Logo // 2008 // 101 Minutes // Rated R
Reviewed by Judge Brett Cullum // February 19th, 2009
They're back to tie the knot...or not?
While the rest of the world clamored for Sex and the City: The Movie, 2008 also marked the big screen treatment of Logo's breakout hit Noah's Arc. Many people had seen it as a more likable Queer as Folk centering around a group of African-American friends living in Los Angeles. It seemed like these were the guys whom the four girls in Sex and the City would be with a simple color change and gender flip. The show had been off since 2005, and fans wondered where it was and if the oft rumored film project would ever come out. The second season ended in a cliffhanger, so the movie picks up pretty much where we left off. Noah's Arc: Jumping the Broom seeks to add closure to the story of struggling screenwriter Noah (Darryl Stephens, Another Gay Movie), his on-again, off-again boyfriend Wade (Jensen Atwood, Dante's Cove), flamboyant friend Alex (Rodney Chester, Billy's Hollywood Screen Kiss), promiscuous party boy Ricky (Christian Vincent, Center Stage: Turn It Up), and prudish professor Chance (Douglas Spearman, Payback). Even Baby Gat makes an appearance before it's all over. The film was only released in big cities for a limited engagement, but it did quite well with audiences with theatrical screenings selling out days before its opening. Now the project comes to DVD, and finally we can find out what happens to everybody.

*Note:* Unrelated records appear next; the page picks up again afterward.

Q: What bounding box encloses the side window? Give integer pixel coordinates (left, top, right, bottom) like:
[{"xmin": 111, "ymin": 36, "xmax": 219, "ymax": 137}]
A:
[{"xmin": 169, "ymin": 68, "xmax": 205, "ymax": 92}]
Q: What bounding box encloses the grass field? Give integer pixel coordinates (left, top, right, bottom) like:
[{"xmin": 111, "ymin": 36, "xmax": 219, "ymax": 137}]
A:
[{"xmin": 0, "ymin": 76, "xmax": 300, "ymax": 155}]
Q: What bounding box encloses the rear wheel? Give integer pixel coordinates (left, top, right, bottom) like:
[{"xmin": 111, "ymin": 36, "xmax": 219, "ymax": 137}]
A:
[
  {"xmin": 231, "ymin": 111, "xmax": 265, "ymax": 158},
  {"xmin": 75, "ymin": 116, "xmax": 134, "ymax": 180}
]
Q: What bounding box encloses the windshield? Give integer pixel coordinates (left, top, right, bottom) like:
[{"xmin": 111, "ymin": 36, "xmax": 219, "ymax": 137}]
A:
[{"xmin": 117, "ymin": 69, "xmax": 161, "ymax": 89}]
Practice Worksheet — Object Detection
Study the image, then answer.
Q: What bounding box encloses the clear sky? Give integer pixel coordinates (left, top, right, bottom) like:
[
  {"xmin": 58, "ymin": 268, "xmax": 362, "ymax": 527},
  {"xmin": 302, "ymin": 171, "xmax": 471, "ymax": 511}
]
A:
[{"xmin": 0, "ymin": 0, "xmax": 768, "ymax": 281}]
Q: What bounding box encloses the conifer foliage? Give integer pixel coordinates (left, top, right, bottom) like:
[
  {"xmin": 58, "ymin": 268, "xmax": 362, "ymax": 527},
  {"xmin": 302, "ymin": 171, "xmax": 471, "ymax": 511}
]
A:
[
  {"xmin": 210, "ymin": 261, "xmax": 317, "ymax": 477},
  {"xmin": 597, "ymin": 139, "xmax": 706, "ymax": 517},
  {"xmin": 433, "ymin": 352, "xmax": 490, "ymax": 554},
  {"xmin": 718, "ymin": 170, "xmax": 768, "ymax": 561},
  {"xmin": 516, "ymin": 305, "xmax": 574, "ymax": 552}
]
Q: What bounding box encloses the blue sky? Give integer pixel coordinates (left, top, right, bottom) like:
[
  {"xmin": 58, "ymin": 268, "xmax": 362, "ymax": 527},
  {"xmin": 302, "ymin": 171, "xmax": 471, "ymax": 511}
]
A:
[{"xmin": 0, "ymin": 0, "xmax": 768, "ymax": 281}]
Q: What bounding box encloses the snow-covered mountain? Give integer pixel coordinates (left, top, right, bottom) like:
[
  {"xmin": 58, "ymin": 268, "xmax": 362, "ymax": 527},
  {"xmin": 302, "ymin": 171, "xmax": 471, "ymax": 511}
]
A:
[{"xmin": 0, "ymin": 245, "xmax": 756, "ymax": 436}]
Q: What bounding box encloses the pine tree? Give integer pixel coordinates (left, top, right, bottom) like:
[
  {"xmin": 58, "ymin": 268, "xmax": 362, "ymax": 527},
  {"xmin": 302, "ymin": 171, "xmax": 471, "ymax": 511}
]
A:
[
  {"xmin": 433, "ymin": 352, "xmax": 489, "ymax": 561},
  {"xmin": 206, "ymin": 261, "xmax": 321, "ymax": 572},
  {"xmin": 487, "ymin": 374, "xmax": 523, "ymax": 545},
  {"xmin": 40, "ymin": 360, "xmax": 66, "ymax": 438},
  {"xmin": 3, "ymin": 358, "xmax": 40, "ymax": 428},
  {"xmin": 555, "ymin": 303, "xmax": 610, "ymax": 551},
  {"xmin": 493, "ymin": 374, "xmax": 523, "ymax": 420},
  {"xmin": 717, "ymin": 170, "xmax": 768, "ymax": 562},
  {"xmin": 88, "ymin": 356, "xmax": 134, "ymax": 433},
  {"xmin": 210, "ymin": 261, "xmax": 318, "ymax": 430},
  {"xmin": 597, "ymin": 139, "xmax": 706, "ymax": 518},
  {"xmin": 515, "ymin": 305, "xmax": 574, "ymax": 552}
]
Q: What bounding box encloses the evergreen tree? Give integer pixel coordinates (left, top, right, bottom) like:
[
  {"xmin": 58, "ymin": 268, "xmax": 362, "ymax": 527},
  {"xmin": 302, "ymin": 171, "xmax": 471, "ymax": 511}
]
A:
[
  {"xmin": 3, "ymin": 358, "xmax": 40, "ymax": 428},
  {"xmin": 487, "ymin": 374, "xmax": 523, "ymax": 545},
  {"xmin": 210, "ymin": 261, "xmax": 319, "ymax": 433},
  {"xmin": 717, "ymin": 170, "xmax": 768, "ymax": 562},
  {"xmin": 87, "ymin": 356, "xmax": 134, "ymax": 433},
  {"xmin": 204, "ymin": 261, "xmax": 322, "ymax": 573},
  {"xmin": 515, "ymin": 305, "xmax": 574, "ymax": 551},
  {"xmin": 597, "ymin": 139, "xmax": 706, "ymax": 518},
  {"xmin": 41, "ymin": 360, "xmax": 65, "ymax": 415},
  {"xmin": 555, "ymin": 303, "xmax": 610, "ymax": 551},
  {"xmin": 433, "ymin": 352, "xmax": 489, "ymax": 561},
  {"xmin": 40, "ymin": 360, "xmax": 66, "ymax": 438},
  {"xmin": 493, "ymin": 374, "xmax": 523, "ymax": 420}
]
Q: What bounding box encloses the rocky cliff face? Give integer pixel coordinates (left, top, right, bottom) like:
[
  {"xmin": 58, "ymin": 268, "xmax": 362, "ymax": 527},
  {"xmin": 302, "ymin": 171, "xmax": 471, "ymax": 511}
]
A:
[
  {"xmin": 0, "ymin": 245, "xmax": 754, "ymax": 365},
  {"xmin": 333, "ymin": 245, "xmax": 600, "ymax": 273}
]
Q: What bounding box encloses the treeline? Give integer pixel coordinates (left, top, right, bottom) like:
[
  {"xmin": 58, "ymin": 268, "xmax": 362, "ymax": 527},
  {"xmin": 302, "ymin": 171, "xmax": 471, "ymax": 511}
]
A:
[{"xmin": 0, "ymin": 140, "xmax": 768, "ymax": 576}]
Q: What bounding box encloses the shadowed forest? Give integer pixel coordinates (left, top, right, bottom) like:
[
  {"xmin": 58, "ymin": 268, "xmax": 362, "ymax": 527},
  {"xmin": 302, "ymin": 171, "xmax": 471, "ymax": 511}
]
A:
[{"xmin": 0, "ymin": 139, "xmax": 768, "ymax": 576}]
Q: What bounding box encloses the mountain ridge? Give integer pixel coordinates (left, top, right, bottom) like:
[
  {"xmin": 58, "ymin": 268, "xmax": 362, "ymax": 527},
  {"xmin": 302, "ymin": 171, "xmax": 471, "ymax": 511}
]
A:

The story is about the wedding of Noah and Wade in Martha's Vineyard, conveniently in Massachusetts where gay marriage is legal. The whole gang has relocated to celebrate the marriage ceremony in a huge East Coast seaside house that belongs to Wade's family. It's strange to see the sunny California guys trudging through snow and ice, and even stranger to see Noah and Wade considering exchanging vows. But of course nothing goes smoothly, and we have the obligatory twists and turns to give dramatic tension. Seems one by one each of the relationships is examined with intense critical scrutiny because of the idea of legal marriage and a lifetime of commitment. It begs the question, why would any gay man want to tie the knot or jump the broom?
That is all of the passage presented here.